Yes, these two were at the top of their respective tickets, but even George H. W. Bush recognized that he needed to appease a GOP base that didn't trust him, didn't see him as one of their own. Which is why he chose Dan Quayle as his VP. And, well, it worked, or worked well enough to get George senior elected the first time out.

John McCain is now in a position similar to that of Papa Bush. He doesn't have enough of the base behind him, and he needs to increase the percentage of the base that gets on board, works for him, contributes to him, votes for him (and doesn't vote for Obama)--and one way to move a huge chunk of the base in his direction is to select a true believer VP.

July 2, 2008 10:08 AM

JosephCuomo said:

williamyard-

Yes, school can suck, especially in the lower grades and h.s.

But it saved my ass, williamyard. When I was 15, I was already a regular in a bar. I was a drunk, and worse. My friends were drunks and junkies and acid heads. Most of them dropped out when they reached the legal age (16 at the time).

But about a dozen of them never made it to 21. Hot shots, ODs, barbiturates behind the wheel. . .

When I was a kid, the world outside of school made no sense to me. But in class, I knew where I was. And once I hit college, I loved where I was. Sure, there were jerk teachers in college, but I dropped their classes (or fought with them), found a few terrific teachers, and took them over and over again.

As for your hypothetical fifth grader whose parents plan to send her to college, all you can do, I guess, is this: when she has a jerk teacher, acknowledge it. Let her know that boring classes are inevitable--boredom itself is inevitable, in school, at work, at home, on vacation--but there are ways to survive this. Let her know that when she finds a great teacher, a teacher whom she can trust, a teacher who brings a subject to life, throw yourself into that class, connect with that teacher, read whatever interests you, and read some more.

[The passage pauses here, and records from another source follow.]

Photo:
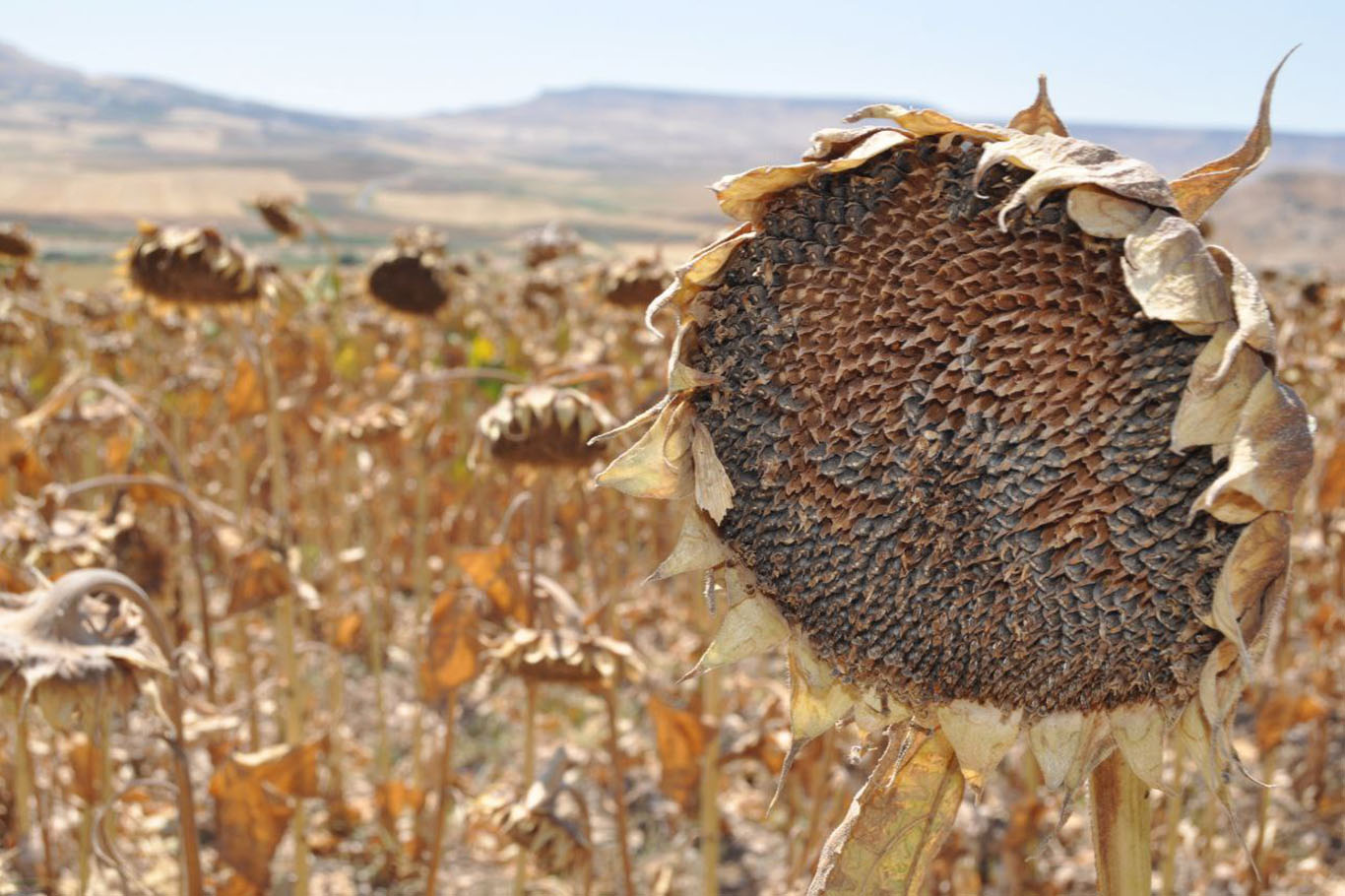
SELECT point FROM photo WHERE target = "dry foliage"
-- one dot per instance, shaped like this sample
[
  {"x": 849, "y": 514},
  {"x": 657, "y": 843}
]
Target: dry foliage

And when school sucks--and, yes, some days it will suck--make fun of it, laugh, blow it off.

July 2, 2008 11:01 AM

henderstock said:

Romney reminds me of one of those slick big-biz types with matinee-idol looks who shows up on Law and Order.  He usually has his wife or mistress killed and blames it on one of his kids.

July 2, 2008 3:39 PM

cspencef said:

Love it, henderstock.

Meanwhile, will someone get a Democratic veepstakes post up soon so I can vent my building "what the hell??!!" over seeing a USNews item suggesting the GOP is bracing for Dick Gephardt as Obama's running mate?  Please and thank you.

July 2, 2008 4:38 PM

desertdog said:

williamyard and joecuomo....

As a non-Mormon resident of the state where Jower's university is located, I can guarantee you that he's only reflecting Jower's worldview.  The IInstitute and the University are both fine, respectable institutions of higher learning.  I think they just happen to have made a mistake in hiring a ding-dong who would say something so preposterous.  

The former director of the Hinckley Institute was the very progressive former Democratic mayor of SLC, Ted Wilson.  He was very popular, environmentally-conscious before anyone knew what that was, and did many very innovative and progressive things for the city and the state.  The University of Utah has always been known as an oasis of reason and integrity for free-thinkers and progressives among a red sea of right-wing lunacy.  It also serves as a counter-balance to the Stepford school to the south, BYU.  I can assure you, there are ever-increasing numbers of us "blues" here in Red state.  W has done alot to make that happen.

I can't understand how Jowers got the job.